The silence stretched too long.
"Was it supposed to be like this?" Taiho pressed, voice low. "Was this in your plan too?"
"It had to happen," Kuron said quietly. "This…this was the only way they would listen. The only way they'd break."
"They didn't break," Taiho hissed. "They bled. You didn't start a revolution—you handed us a culling."
Kuron didn't flinch. "The province is unified now."
"At what cost?"
Kuron looked away.
He didn't have an answer.
---
That night, Kuron found himself at the riverbank, holding a half-burnt mask taken from a rebel corpse. It was a child's size.
A boy, maybe twelve. He'd watched that boy run through the flames, blade in hand, eyes wild with hope. Kuron had ordered the strike that killed him.
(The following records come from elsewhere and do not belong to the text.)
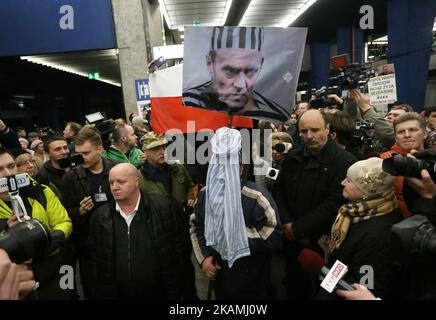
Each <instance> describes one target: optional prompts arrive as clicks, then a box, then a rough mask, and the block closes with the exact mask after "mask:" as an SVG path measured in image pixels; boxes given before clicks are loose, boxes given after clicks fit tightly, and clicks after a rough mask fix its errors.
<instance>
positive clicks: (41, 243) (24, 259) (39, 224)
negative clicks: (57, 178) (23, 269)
mask: <svg viewBox="0 0 436 320" xmlns="http://www.w3.org/2000/svg"><path fill="white" fill-rule="evenodd" d="M28 185H30V180H29V176H28V175H27V173H21V174H18V175H15V176H8V177H5V178H2V179H0V192H8V193H9V195H10V197H11V202H12V209H13V212H14V214H15V216H16V217H17V220H18V221H19V222H20V223H19V224H18V225H16V226H14V227H12V228H9V229H6V230H4V231H3V232H1V233H0V248H2V249H4V250H5V251H6V252H7V253H8V255H9V257H10V258H11V260H12V261H13V262H15V263H23V262H25V261H27V260H29V259H30V258H36V257H37V256H39V255H42V254H43V253H44V249H45V248H47V247H48V246H49V245H50V243H51V237H50V233H49V232H48V230H47V229H46V227H45V226H44V225H43V224H42V223H41V222H39V221H38V220H35V219H31V218H30V217H29V216H28V215H27V211H26V209H25V207H24V204H23V200H22V199H21V198H20V196H19V188H22V187H26V186H28ZM22 218H23V219H22Z"/></svg>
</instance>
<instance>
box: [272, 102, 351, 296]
mask: <svg viewBox="0 0 436 320" xmlns="http://www.w3.org/2000/svg"><path fill="white" fill-rule="evenodd" d="M299 128H300V135H301V137H302V139H303V141H304V145H303V146H302V147H299V148H297V149H295V150H293V151H291V152H290V153H289V154H288V156H287V157H286V159H285V160H284V161H283V164H282V169H281V171H280V173H279V176H278V178H277V182H276V183H275V185H274V199H275V200H276V201H277V204H278V207H279V212H280V218H281V220H282V223H283V231H284V234H285V236H286V240H287V241H286V242H285V244H286V246H287V247H285V249H286V252H287V266H286V271H287V287H288V298H289V299H293V298H294V299H295V298H297V299H298V298H300V299H301V298H303V299H307V298H311V297H312V296H313V294H314V293H315V288H314V287H312V285H313V279H312V277H311V275H310V274H308V273H306V272H305V270H304V269H303V267H302V266H301V265H300V264H299V263H298V262H297V259H298V257H300V253H302V252H303V250H304V249H305V248H309V249H311V250H314V251H316V252H318V253H319V254H320V256H323V252H322V249H321V248H320V247H319V246H318V244H317V241H318V239H319V238H320V237H321V236H322V235H323V234H329V232H330V228H331V225H332V224H333V222H334V220H335V216H336V212H337V210H338V209H339V207H340V206H341V205H342V204H344V203H345V199H344V198H343V196H342V189H343V188H342V185H341V182H342V180H344V178H345V176H346V173H347V169H348V167H349V166H350V165H351V164H353V163H354V162H355V161H356V158H355V157H354V156H353V155H352V154H350V153H349V152H346V151H345V150H343V149H342V148H340V147H339V146H338V145H337V144H336V143H335V142H334V141H333V140H332V139H331V138H330V137H329V125H328V124H327V122H326V119H325V115H324V114H322V113H321V112H320V111H318V110H308V111H306V112H305V113H304V114H303V115H302V116H301V118H300V123H299ZM305 252H307V251H305ZM320 260H321V258H320Z"/></svg>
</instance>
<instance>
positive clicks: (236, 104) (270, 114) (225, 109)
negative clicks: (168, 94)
mask: <svg viewBox="0 0 436 320" xmlns="http://www.w3.org/2000/svg"><path fill="white" fill-rule="evenodd" d="M223 34H225V35H227V36H223ZM263 34H264V30H263V28H261V27H239V28H234V27H214V28H213V31H212V39H211V47H210V51H209V54H208V55H207V57H206V64H207V70H208V72H209V74H210V77H211V81H208V82H206V83H204V84H202V85H200V86H197V87H193V88H189V89H186V90H185V91H184V92H183V103H184V104H185V105H187V106H192V107H199V108H205V109H210V110H219V111H225V112H227V113H229V114H237V115H242V116H248V117H265V118H269V119H274V120H277V121H278V122H286V120H288V118H289V115H290V114H289V111H288V110H286V108H284V107H282V106H280V105H279V104H278V103H276V102H274V101H272V100H271V99H268V98H267V97H264V96H263V95H262V94H261V93H259V92H257V91H256V90H254V86H255V83H256V81H257V79H258V78H259V74H260V70H261V68H262V64H263V61H264V58H263V56H262V53H261V48H262V46H263V45H264V43H263V41H264V40H263Z"/></svg>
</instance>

He told himself it was necessary.
But the truth clung to him like the scent of smoke. It soaked his clothes, filled his lungs. It whispered doubts into the hollows of his chest.
You're just like them.
You're worse.
---
In the weeks that followed, Kuron sent glowing reports to the capital.
"Province stabilized."
"Resistance neutralized."
"Loyalty reestablished."
He received commendations. A promotion. A personal summons to the inner circle of the Mist's administrative elite.
He accepted every offer.
Smiled in every meeting.
But something in him had changed.
He began dreaming of Isari again.
Of bells that no longer rang.
Of a flute buried beneath rubble.
Of the moment when he stopped being a son and became a blade.
He had told himself the path was worth it.
That pain was the price of progress.
But as the ghosts multiplied, Kuron began to wonder if he was building a future—or becoming the architect of his own ruin.